Il virtuale a pagamento può costituire reato
Il sesso virtuale a pagamento può costituire sfruttamento della prostituzione-
(Cassazione , sez. III penale, sentenza 08.06.2004 n° 25464)
La vendita di prestazioni sessuali via internet dietro corrispettivo assume il valore di atto di prostituzione e per questa motivazione può configurarsi il reato di favoreggiamento o sfruttamento della prostituzione a carico di persone che abbiano reclutato gli esecutori delle prestazioni o ne abbiano consentito lo svolgimento, creando i necessari collegamenti via internet, o ne abbiano tratto un guadagno.

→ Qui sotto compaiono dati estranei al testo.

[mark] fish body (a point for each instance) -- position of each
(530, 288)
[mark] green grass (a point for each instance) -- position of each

QUanto sopra è stato stabilito dalla Corte di Cassazione, con la sentenza 8 giugno 2004 n. 25464, precisando che l'elemento caratterizzante l'atto di prostituzione non è necessariamente costituito dal contatto fisico tra i soggetti della prestazione, bensì esclusivamente dal fatto che un qualsiasi atto sessuale venga compiuto dietro pagamento di un corrispettivo e risulti finalizzato, in via diretta ed immediata, a soddisfare la libidine di colui che ha chiesto o che è destinatario della prestazione.
I reati in questione sono quindi configurabili quando le prestazioni sessuali sono eseguite in videoconferenza con il fruitore della stessa, tramite internet, in modo da consentire a quest'ultimo di interagire in via diretta ed immediata con chi esegue la prestazione, chiedendogli il compimento di atti sessuali determinati, mentre i medesimi reati vanno esclusi nell'ipotesi in cui l'utente del sito internet fruisce esclusivamente di immagini pre registrate, riferentisi a soggetti adulti, a meno che il collegamento con il sito internet non costituisca il tramite per una successiva e diversa attività di favoreggiamento o sfruttamento della prostituzione.